Originally Posted by needuhelp
okay, i'm stuck on a couple questions... :/

2!n! / 4!(n-5) = (n-1)! / (n-4)!

and..

(n+2)! / n! = 30

any help would be great, thanks! :)

For the second one $\frac{(n+2)!}{n!}=30$ means that $\frac{(n+2)(n+1)(n)(n-1)(n-2)...}{n(n-1)(n-2)...}=30$.

So by cancelling we get

$(n+2)(n+1)=30$

I'm sure you can finish up. The first is similar, just more messy.
• Jan 18th 2010, 03:37 PM
needuhelp
could someone post the work involved with the first question, i'm lost lol
• Jan 18th 2010, 03:41 PM
Jhevon
Quote:

Originally Posted by needuhelp
could someone post the work involved with the first question, i'm lost lol

post what you tried first
• Jan 18th 2010, 04:23 PM
needuhelp
i have..

2!(n-1)(n-2)(n-3)(n-4) / 4! = (n-1)(n-2)(n-3)
• Jan 18th 2010, 04:58 PM
mr fantastic
Quote:

Originally Posted by needuhelp
okay, i'm stuck on a couple questions... :/

2!n! / 4!(n-5)! = (n-1)! / (n-4)!

I assume the red factorial was meant to be there.

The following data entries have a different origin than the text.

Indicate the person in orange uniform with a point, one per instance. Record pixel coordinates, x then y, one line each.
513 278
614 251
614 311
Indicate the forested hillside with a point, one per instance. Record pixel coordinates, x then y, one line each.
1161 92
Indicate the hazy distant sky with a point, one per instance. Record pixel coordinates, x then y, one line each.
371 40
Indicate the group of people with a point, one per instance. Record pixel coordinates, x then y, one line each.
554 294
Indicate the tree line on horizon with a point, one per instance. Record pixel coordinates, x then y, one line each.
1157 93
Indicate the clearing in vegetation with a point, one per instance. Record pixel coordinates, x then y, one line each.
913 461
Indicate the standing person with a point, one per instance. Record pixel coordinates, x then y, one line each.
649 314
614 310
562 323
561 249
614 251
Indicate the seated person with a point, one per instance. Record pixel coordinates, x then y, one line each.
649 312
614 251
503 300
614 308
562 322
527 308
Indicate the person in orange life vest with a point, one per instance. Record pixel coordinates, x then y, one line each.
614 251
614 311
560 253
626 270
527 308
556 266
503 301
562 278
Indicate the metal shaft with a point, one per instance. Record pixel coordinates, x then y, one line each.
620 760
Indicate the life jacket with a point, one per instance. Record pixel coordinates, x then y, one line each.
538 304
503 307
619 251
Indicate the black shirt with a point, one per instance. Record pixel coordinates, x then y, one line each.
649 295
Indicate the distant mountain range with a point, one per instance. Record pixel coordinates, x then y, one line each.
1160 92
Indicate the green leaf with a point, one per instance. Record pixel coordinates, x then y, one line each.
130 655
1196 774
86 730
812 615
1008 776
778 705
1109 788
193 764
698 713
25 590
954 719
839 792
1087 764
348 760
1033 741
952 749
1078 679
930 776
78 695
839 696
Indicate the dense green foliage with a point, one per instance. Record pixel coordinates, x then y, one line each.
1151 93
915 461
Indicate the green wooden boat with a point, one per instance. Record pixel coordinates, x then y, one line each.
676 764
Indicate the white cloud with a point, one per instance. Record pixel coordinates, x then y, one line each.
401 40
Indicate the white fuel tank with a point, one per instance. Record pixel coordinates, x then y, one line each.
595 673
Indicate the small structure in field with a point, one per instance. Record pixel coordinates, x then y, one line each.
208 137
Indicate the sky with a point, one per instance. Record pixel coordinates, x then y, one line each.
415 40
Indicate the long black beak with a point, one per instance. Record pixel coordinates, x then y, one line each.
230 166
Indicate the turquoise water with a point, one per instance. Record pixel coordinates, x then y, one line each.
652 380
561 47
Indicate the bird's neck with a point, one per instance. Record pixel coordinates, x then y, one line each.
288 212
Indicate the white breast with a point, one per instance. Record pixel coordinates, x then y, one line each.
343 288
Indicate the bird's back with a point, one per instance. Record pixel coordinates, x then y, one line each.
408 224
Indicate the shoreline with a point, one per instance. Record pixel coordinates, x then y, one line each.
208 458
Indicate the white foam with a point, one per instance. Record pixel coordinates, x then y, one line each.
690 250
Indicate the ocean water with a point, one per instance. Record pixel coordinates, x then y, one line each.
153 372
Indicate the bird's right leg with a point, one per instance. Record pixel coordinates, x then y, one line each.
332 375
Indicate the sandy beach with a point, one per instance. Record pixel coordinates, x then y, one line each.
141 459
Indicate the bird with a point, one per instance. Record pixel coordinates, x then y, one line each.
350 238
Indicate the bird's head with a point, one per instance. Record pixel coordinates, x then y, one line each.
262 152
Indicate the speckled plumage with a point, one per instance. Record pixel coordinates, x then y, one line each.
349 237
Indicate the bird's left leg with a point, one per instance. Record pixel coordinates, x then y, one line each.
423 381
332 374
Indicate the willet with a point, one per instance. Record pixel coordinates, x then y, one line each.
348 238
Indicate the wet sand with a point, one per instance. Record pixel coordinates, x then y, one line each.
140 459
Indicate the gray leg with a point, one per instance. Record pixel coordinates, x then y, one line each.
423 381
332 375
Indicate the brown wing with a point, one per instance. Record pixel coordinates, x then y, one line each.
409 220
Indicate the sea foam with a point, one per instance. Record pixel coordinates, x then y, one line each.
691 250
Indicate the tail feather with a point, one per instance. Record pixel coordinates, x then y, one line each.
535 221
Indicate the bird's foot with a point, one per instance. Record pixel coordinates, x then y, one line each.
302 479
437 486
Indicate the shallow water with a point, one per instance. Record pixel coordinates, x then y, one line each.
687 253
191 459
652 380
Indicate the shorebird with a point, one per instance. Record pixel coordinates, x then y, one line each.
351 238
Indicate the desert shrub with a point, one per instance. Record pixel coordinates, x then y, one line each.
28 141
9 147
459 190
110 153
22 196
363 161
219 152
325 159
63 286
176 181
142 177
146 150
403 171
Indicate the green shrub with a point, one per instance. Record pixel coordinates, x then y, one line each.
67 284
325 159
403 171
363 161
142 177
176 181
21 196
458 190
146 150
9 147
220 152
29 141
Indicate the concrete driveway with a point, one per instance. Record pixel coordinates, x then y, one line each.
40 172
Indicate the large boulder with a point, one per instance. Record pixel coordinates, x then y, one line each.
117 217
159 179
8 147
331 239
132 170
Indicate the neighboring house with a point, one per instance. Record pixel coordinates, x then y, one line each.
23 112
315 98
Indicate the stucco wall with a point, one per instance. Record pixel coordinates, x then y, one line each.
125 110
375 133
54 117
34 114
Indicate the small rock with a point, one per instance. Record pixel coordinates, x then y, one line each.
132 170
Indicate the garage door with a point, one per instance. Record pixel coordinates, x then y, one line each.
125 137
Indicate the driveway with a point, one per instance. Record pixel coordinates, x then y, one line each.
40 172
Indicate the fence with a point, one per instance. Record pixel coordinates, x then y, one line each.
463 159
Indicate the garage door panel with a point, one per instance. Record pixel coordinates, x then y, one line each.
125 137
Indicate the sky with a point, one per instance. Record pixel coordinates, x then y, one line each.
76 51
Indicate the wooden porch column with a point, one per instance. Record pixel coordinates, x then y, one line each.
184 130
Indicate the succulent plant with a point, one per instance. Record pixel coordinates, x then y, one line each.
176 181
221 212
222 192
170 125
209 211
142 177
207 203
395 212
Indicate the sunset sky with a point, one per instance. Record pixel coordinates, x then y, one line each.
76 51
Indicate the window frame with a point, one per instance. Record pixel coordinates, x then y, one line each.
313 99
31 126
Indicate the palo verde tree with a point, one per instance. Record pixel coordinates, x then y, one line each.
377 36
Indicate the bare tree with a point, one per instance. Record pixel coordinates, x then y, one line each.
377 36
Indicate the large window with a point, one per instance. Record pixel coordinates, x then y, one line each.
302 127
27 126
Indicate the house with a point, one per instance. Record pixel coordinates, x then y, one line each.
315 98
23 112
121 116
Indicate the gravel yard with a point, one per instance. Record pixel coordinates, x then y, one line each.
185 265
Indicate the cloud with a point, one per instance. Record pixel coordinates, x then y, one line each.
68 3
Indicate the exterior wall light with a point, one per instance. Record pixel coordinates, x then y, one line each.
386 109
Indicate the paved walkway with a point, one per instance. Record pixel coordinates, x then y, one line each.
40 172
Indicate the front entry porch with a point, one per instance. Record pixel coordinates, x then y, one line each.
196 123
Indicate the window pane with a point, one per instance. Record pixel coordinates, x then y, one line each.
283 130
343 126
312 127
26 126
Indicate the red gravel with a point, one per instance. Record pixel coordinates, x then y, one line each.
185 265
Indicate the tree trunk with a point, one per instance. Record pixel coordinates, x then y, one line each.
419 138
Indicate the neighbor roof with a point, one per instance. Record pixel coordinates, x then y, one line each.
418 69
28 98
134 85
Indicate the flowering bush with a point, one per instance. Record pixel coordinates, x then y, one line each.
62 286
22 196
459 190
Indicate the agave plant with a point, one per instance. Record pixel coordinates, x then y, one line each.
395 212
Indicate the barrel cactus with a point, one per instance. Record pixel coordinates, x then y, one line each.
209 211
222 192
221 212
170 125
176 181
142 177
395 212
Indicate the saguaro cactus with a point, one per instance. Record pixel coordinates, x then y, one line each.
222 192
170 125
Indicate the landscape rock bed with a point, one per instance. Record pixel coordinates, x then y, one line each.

This re-arranges into $\frac{2!}{4!} = \frac{(n-1)! (n-5)!}{n! (n-4)!}$.

The left hand side is 1/12. Simplify the right hand side using what you have learned from this thread (and what you should have learned from class too) and solve the resulting equation.